Part of the problem is that the encoding/decoding of timestamps beyond
2038 is already broken today, so I don't think anyone has been using
them so far. This gives us some leeway for fixing this problem I think.

> Possible solutions:
>
> (a) Define the current 64-bit encoding as the correct encoding since
> the 2 extra bits are not even decoded on 32-bit kernels, so its
> encoding doesn't matter much.
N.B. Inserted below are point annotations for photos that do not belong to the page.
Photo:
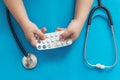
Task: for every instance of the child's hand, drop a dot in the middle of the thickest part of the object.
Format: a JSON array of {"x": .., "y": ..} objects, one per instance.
[
  {"x": 30, "y": 30},
  {"x": 72, "y": 31}
]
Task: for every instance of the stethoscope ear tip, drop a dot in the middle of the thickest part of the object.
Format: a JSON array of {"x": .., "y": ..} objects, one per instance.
[{"x": 30, "y": 61}]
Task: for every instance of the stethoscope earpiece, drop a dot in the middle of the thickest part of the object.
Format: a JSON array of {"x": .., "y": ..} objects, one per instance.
[{"x": 30, "y": 61}]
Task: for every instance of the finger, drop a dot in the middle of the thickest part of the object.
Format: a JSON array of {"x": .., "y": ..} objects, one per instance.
[
  {"x": 74, "y": 37},
  {"x": 65, "y": 35},
  {"x": 33, "y": 41},
  {"x": 44, "y": 30},
  {"x": 40, "y": 34}
]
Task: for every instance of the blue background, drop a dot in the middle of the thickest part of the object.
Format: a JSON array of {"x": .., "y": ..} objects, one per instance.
[{"x": 64, "y": 63}]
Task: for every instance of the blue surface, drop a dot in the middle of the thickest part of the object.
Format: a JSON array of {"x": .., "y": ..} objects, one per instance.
[{"x": 64, "y": 63}]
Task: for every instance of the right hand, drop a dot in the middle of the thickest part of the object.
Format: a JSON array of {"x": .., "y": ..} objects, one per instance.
[{"x": 30, "y": 30}]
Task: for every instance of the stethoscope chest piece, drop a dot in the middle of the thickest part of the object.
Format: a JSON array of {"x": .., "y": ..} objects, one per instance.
[{"x": 30, "y": 61}]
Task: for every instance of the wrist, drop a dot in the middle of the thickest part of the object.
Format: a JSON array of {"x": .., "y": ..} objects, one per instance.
[{"x": 25, "y": 24}]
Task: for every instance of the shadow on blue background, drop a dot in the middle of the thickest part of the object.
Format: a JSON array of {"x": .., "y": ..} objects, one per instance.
[{"x": 64, "y": 63}]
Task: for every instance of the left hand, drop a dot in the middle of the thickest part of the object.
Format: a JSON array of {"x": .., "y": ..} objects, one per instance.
[{"x": 73, "y": 30}]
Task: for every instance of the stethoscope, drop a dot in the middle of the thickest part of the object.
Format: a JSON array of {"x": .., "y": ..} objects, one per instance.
[
  {"x": 99, "y": 65},
  {"x": 29, "y": 60}
]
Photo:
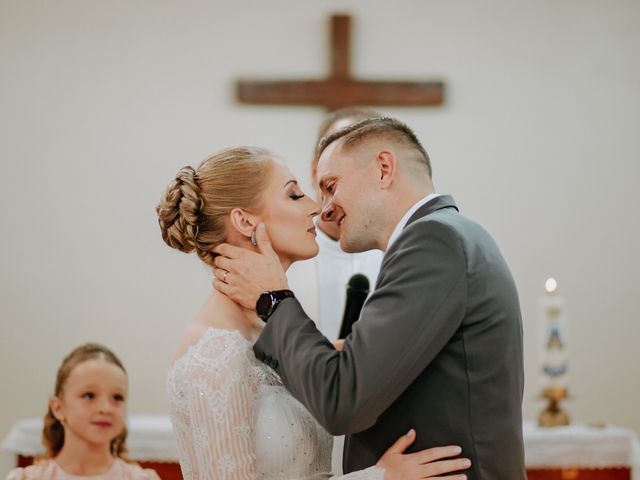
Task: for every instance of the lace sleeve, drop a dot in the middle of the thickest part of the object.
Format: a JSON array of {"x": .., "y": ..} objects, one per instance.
[
  {"x": 213, "y": 397},
  {"x": 371, "y": 473}
]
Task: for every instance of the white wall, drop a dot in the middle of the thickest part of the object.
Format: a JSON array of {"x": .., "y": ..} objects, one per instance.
[{"x": 102, "y": 102}]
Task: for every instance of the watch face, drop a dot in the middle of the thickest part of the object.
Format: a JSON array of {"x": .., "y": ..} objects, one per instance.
[{"x": 263, "y": 306}]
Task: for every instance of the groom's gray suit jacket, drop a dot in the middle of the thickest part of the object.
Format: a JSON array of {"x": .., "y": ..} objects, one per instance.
[{"x": 438, "y": 348}]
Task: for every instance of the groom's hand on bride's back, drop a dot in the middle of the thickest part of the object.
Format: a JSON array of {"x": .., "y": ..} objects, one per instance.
[
  {"x": 243, "y": 274},
  {"x": 425, "y": 464}
]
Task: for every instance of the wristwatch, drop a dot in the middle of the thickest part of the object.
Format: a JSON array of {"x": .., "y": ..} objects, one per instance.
[{"x": 268, "y": 301}]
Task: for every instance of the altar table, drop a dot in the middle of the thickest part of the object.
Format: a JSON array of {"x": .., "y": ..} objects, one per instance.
[{"x": 576, "y": 452}]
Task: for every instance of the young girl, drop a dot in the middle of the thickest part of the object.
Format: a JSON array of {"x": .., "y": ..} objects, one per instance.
[{"x": 84, "y": 432}]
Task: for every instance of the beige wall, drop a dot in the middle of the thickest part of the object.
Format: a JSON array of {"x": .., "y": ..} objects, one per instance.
[{"x": 102, "y": 102}]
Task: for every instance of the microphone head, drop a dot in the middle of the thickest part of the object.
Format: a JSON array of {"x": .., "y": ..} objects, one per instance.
[{"x": 359, "y": 282}]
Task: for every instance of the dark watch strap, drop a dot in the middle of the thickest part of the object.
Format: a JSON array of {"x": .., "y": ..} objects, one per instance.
[{"x": 268, "y": 301}]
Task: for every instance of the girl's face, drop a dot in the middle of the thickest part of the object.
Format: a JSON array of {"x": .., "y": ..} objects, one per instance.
[
  {"x": 92, "y": 405},
  {"x": 288, "y": 217}
]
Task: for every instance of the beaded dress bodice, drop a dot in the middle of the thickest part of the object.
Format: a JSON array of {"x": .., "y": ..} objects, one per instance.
[{"x": 233, "y": 418}]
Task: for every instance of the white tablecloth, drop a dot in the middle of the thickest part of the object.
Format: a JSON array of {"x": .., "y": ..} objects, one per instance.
[
  {"x": 581, "y": 446},
  {"x": 151, "y": 438}
]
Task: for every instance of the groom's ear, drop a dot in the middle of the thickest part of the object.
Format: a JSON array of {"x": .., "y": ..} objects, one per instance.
[
  {"x": 243, "y": 222},
  {"x": 387, "y": 165}
]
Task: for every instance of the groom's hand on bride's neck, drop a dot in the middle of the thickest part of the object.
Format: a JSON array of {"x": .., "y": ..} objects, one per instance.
[{"x": 243, "y": 275}]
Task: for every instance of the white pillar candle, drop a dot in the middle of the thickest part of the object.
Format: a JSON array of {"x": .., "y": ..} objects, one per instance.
[{"x": 553, "y": 337}]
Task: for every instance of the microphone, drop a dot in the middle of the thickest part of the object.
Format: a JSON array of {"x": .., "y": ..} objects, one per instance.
[{"x": 357, "y": 291}]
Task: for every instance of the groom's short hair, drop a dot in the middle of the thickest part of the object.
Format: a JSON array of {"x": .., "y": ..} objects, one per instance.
[{"x": 388, "y": 127}]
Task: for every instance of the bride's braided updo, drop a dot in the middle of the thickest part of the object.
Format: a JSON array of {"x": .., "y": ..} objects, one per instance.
[{"x": 194, "y": 209}]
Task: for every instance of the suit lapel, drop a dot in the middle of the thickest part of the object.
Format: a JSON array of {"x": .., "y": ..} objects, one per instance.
[{"x": 438, "y": 203}]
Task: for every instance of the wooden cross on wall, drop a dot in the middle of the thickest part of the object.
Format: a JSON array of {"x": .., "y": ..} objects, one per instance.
[{"x": 339, "y": 89}]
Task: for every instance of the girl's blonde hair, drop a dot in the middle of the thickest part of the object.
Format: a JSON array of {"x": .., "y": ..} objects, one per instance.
[{"x": 53, "y": 431}]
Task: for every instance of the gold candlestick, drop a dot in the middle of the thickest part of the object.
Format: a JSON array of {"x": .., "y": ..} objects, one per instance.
[{"x": 553, "y": 415}]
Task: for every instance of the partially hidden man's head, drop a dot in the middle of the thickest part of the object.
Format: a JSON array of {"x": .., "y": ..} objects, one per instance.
[
  {"x": 335, "y": 121},
  {"x": 365, "y": 168}
]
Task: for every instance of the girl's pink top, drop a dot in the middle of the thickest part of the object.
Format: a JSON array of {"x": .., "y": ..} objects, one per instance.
[{"x": 50, "y": 470}]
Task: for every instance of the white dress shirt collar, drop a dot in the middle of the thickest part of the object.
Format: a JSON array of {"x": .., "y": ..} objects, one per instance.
[{"x": 407, "y": 216}]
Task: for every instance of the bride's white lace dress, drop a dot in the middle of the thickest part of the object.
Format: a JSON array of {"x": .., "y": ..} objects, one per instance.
[{"x": 234, "y": 419}]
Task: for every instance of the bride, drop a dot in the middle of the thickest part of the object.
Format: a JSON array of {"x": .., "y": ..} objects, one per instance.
[{"x": 232, "y": 416}]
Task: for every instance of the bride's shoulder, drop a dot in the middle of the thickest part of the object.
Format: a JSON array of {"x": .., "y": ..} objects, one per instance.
[
  {"x": 38, "y": 471},
  {"x": 208, "y": 343}
]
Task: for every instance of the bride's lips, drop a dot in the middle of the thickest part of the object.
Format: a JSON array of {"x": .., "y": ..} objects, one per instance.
[{"x": 102, "y": 424}]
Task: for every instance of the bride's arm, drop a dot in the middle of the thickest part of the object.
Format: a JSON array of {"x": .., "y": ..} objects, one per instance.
[
  {"x": 426, "y": 464},
  {"x": 219, "y": 441}
]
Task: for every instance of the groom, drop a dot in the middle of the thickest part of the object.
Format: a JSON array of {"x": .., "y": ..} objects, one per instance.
[{"x": 438, "y": 346}]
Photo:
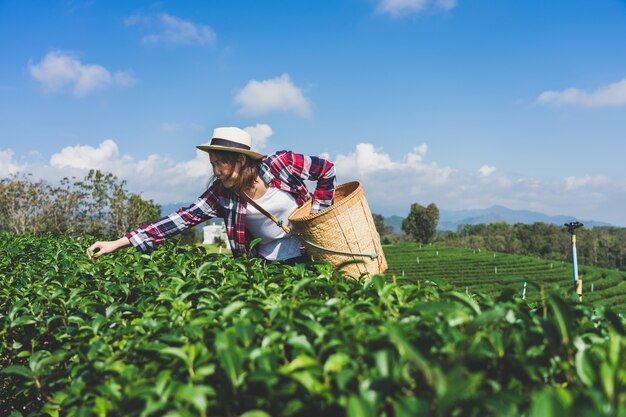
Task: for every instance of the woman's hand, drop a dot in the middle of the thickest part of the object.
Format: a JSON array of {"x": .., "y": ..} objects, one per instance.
[{"x": 102, "y": 248}]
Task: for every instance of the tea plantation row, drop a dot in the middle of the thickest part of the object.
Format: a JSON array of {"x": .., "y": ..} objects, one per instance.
[
  {"x": 183, "y": 333},
  {"x": 489, "y": 273}
]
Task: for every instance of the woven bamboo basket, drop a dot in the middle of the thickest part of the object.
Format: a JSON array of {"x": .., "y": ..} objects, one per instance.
[{"x": 342, "y": 232}]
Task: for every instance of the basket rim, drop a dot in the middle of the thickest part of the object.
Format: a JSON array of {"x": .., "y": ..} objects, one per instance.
[{"x": 336, "y": 206}]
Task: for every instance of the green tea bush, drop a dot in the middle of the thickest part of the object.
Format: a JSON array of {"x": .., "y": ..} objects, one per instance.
[{"x": 184, "y": 333}]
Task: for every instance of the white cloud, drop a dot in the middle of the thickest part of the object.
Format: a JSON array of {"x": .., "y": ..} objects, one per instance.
[
  {"x": 173, "y": 30},
  {"x": 85, "y": 156},
  {"x": 157, "y": 177},
  {"x": 260, "y": 134},
  {"x": 486, "y": 170},
  {"x": 573, "y": 182},
  {"x": 262, "y": 97},
  {"x": 7, "y": 165},
  {"x": 399, "y": 8},
  {"x": 611, "y": 95},
  {"x": 170, "y": 126},
  {"x": 59, "y": 69},
  {"x": 391, "y": 184}
]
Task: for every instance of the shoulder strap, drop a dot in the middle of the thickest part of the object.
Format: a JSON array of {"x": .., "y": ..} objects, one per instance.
[{"x": 273, "y": 218}]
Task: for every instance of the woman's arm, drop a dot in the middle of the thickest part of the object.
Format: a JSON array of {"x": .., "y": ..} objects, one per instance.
[
  {"x": 317, "y": 169},
  {"x": 146, "y": 238},
  {"x": 104, "y": 247}
]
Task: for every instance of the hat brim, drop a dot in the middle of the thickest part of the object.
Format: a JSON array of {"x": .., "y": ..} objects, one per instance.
[{"x": 251, "y": 154}]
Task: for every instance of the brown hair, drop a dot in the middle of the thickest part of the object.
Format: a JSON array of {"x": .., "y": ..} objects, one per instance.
[{"x": 248, "y": 171}]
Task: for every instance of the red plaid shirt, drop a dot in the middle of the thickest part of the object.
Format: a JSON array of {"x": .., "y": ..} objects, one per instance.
[{"x": 285, "y": 170}]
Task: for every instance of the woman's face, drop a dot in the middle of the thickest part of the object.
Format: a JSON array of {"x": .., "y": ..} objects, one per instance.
[{"x": 226, "y": 172}]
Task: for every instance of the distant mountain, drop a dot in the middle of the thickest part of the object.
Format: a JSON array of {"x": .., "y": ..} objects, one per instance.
[{"x": 450, "y": 220}]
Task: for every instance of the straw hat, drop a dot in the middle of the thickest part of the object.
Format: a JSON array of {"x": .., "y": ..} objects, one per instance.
[{"x": 231, "y": 139}]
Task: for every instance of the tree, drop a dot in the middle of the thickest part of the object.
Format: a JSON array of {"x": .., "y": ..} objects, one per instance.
[
  {"x": 421, "y": 222},
  {"x": 382, "y": 228},
  {"x": 98, "y": 205}
]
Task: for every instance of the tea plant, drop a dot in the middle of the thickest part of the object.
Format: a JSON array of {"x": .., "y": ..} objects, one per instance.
[{"x": 184, "y": 333}]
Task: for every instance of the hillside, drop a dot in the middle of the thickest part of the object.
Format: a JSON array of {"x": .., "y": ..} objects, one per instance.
[{"x": 490, "y": 273}]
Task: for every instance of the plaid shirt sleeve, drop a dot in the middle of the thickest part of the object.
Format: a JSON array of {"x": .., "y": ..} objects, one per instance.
[
  {"x": 286, "y": 164},
  {"x": 148, "y": 237}
]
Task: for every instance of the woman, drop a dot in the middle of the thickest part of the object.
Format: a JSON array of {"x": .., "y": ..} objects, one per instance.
[{"x": 275, "y": 182}]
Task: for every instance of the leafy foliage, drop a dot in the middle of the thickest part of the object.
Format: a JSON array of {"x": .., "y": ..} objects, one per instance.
[
  {"x": 180, "y": 332},
  {"x": 98, "y": 205},
  {"x": 492, "y": 272},
  {"x": 600, "y": 246}
]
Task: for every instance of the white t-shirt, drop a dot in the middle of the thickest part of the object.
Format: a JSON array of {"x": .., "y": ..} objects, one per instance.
[{"x": 276, "y": 244}]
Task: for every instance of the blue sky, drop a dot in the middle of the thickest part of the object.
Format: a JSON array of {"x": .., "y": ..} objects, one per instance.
[{"x": 464, "y": 103}]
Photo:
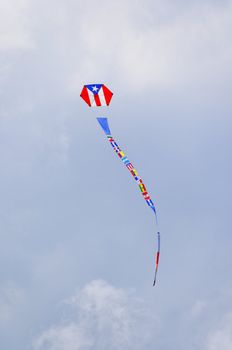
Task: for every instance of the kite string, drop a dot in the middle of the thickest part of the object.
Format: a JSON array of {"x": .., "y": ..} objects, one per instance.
[{"x": 143, "y": 189}]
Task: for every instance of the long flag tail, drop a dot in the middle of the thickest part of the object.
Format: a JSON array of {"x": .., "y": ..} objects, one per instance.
[
  {"x": 157, "y": 257},
  {"x": 105, "y": 126}
]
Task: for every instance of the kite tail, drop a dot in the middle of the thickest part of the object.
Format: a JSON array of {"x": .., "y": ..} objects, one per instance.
[
  {"x": 157, "y": 256},
  {"x": 105, "y": 126}
]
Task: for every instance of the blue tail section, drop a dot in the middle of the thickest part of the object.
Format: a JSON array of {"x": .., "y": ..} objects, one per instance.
[{"x": 104, "y": 124}]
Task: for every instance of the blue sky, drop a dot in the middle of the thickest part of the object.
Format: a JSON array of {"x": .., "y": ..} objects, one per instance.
[{"x": 77, "y": 240}]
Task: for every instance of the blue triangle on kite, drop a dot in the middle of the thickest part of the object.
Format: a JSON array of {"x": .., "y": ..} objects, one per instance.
[{"x": 104, "y": 124}]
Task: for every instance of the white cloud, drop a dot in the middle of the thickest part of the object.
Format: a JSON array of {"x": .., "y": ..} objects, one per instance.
[
  {"x": 103, "y": 317},
  {"x": 14, "y": 31},
  {"x": 139, "y": 44}
]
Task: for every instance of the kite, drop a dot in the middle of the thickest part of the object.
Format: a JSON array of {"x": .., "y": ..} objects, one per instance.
[{"x": 96, "y": 95}]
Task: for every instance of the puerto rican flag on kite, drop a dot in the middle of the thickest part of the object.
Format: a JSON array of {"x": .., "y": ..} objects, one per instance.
[{"x": 96, "y": 95}]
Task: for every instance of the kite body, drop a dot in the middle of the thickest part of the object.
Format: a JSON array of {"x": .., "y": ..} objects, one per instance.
[{"x": 96, "y": 95}]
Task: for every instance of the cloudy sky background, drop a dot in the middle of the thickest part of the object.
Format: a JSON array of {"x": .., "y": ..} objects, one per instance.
[{"x": 77, "y": 240}]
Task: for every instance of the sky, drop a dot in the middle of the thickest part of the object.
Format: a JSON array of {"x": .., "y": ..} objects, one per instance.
[{"x": 78, "y": 242}]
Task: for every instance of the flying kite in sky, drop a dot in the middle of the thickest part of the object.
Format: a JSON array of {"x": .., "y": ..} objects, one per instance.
[{"x": 96, "y": 95}]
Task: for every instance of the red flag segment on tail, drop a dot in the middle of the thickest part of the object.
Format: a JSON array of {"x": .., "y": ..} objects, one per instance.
[{"x": 96, "y": 95}]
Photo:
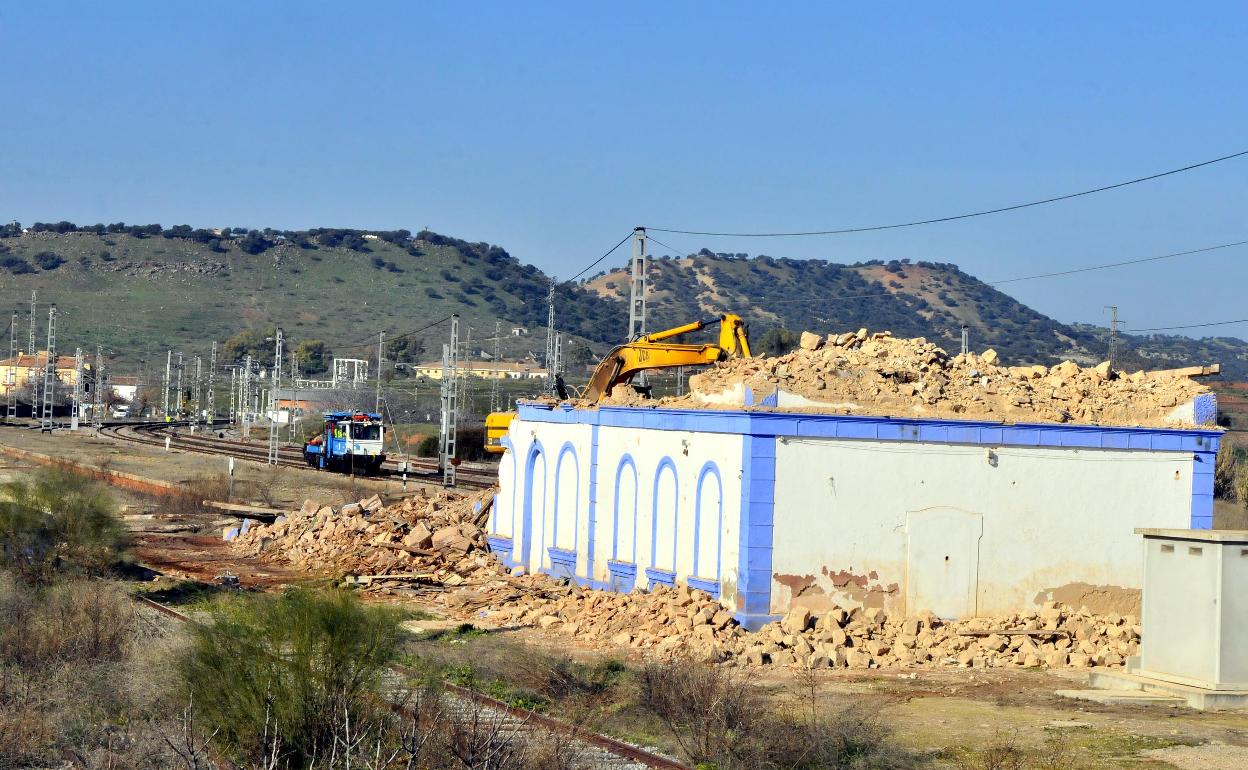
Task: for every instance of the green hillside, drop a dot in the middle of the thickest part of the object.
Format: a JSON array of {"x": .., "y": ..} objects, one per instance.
[
  {"x": 140, "y": 290},
  {"x": 141, "y": 293}
]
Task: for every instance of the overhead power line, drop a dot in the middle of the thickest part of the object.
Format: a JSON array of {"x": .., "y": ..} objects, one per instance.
[
  {"x": 954, "y": 217},
  {"x": 1189, "y": 326},
  {"x": 1052, "y": 275},
  {"x": 1125, "y": 262},
  {"x": 609, "y": 252}
]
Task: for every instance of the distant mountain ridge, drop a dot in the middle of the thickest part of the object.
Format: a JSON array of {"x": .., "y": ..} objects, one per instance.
[{"x": 141, "y": 290}]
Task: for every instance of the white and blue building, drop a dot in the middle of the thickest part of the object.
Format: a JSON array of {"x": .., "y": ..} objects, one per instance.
[{"x": 769, "y": 509}]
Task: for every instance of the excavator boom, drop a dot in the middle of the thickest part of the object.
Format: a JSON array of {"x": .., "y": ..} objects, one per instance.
[{"x": 650, "y": 352}]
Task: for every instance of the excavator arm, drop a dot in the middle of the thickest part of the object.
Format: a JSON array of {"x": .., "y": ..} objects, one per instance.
[{"x": 650, "y": 352}]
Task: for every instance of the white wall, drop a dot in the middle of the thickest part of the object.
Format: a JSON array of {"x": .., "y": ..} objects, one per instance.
[
  {"x": 664, "y": 498},
  {"x": 860, "y": 522}
]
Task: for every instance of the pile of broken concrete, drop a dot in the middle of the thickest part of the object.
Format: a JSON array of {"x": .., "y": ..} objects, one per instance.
[
  {"x": 670, "y": 623},
  {"x": 431, "y": 538},
  {"x": 881, "y": 375}
]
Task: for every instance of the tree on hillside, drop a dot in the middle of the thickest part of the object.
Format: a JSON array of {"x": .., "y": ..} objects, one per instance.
[
  {"x": 778, "y": 342},
  {"x": 404, "y": 350},
  {"x": 312, "y": 356},
  {"x": 250, "y": 341}
]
However, if anyone with existing
> pre-1970 timestamps written using a 32-bit kernel wants to use
> their ext4 filesystem with a 64-bit kernel, the pre-1970
> timestamps would be wrong unless they re-write them with a
> fixed kernel.
>
> Change ext4_decode_extra_time "if" body to something like:
> time->tv_sec += ((__u32)time->tv_sec +
> ((__u64)le32_to_cpu(extra) << 32) +
> 0x80000000LL) & 0x300000000LL;
>
> Change ext4_encode_extra_time ": 0" to something like:
> time->tv_sec < 0 ? EXT4_EPOCH_MASK : 0

The real-world problem isn't with 32-bit systems, where it doesn't
really matter at all how time is encoded, nor with files on 64-bit systems
with timestamps 26 years in the future, but rather 256-byte inodes that
were previously written with ext3 that will break if they are mounted
with ext4 on a 64-bit system.

> (b) Change the encoding of the extra bits to be those in your new
> table. This is compatible with the 32-bit kernel encoding
> (which does not decode these bits) but incompatible with the
> 64-bit kernel encoding. Existing pre-1970 timestamps written
> with a 64-bit kernel would be decoded as dates far in the future.
>
> Requires your change to ext4_decode_extra_time.
> Also requires a change to ext4_encode_extra_time, changing
> (time->tv_sec >> 32) to something like:
> ((time->tv_sec - (signed int)time->tv_sec) >> 32)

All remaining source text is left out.